Mas apesar dos alertas, o documento reflete sobre o objetivo de manter o aquecimento global abaixo dos 1,5 graus Celsius reconhecendo que este é difícil, mas exequível. “O relatório identifica soluções testadas e verificadas, mas precisam de ser escaladas e adaptadas a vários contextos e regiões“, explicou Hoesung Lee.

Além disso, o documento sublinha ser necessário aumentar o financiamento para proteger as regiões mais vulneráveis e que são incapazes de reunir mecanismos e ferramentas para se protegerem dos fenómenos climáticos.

Falando em “justiça”, o presidente do IPCC afirmou que “os [países] que menos contribuíram para as alterações climáticas são as mais vulneráveis“, dando a título de exemplo que estes países estão, pelo menos, 50 vezes mais expostos a cheias e tempestades. “É necessário aumentar o financiamento para proteger estes países em, pelo menos, seis vezes até 2030. As regiões mais vulneráveis não têm essa capacidade de financiamento”, vincou.

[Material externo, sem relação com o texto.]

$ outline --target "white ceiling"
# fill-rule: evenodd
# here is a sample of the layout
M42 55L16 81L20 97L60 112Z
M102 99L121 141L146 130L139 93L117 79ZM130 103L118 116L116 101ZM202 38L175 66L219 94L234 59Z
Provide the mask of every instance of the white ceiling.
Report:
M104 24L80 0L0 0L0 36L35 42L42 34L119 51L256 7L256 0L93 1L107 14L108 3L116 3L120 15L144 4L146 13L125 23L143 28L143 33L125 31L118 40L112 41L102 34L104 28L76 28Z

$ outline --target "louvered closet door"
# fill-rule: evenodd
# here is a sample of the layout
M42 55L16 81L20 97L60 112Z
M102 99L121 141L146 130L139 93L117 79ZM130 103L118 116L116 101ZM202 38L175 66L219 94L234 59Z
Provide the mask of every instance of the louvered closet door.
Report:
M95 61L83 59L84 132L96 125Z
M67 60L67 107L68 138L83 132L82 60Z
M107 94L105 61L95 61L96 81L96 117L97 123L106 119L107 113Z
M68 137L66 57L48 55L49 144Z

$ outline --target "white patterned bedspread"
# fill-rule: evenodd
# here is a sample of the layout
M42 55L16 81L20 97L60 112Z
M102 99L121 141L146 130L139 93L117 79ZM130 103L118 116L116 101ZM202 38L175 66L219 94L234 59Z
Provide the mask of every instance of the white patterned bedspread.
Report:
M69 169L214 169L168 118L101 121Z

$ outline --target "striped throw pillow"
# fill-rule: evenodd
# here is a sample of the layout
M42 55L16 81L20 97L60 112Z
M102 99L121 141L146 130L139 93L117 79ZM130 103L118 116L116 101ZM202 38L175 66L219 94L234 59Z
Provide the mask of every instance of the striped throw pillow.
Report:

“A ciência é clara. Agora, precisamos de vontade política, de apoio público para tomar as ações necessárias para que os objetivos de neutralidade carbónica sejam realistas e ainda motivação pessoal para estarmos nessa trajetória. Estes três elementos são necessários para a ciência se refletir nas decisões políticas“, apelou Heusong Lee.

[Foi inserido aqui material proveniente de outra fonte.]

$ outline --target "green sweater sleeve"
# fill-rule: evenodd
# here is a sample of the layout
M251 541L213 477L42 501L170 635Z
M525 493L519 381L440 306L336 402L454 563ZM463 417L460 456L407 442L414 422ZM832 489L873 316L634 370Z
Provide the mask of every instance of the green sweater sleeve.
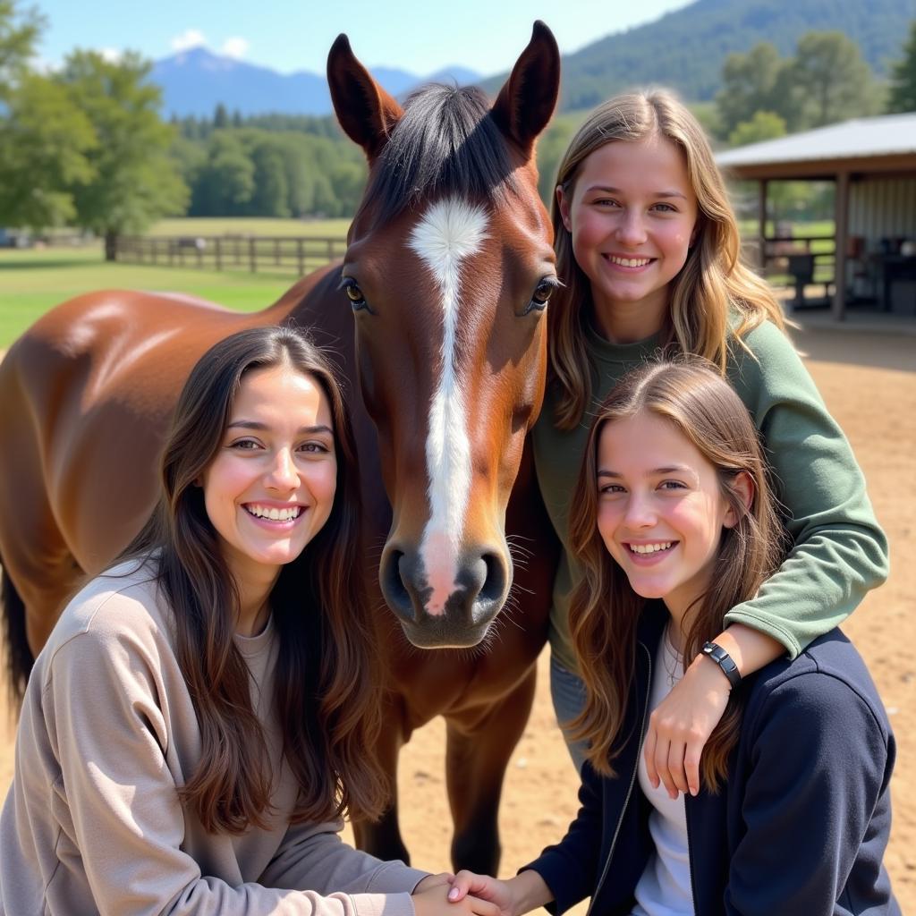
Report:
M750 601L725 615L794 658L888 575L888 541L849 442L789 339L766 322L733 344L729 381L760 431L792 546ZM755 358L756 357L756 358Z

O Relatório-Síntese do Sexto Ciclo de Avaliação do IPCC incluiu três relatórios especiais (“Aquecimento Global de 1,5°C”, “Alterações Climáticas e Terra”, e ainda “O Oceano e a Criosfera num Clima em Mudança”) e mais recentemente, os relatórios dos três grupos de trabalho (“A Base Científica Física”, “Impactes, Adaptação e Vulnerabilidade” e ainda “Mitigação das Alterações Climáticas”). Um novo relatório é esperado para 2027/2028.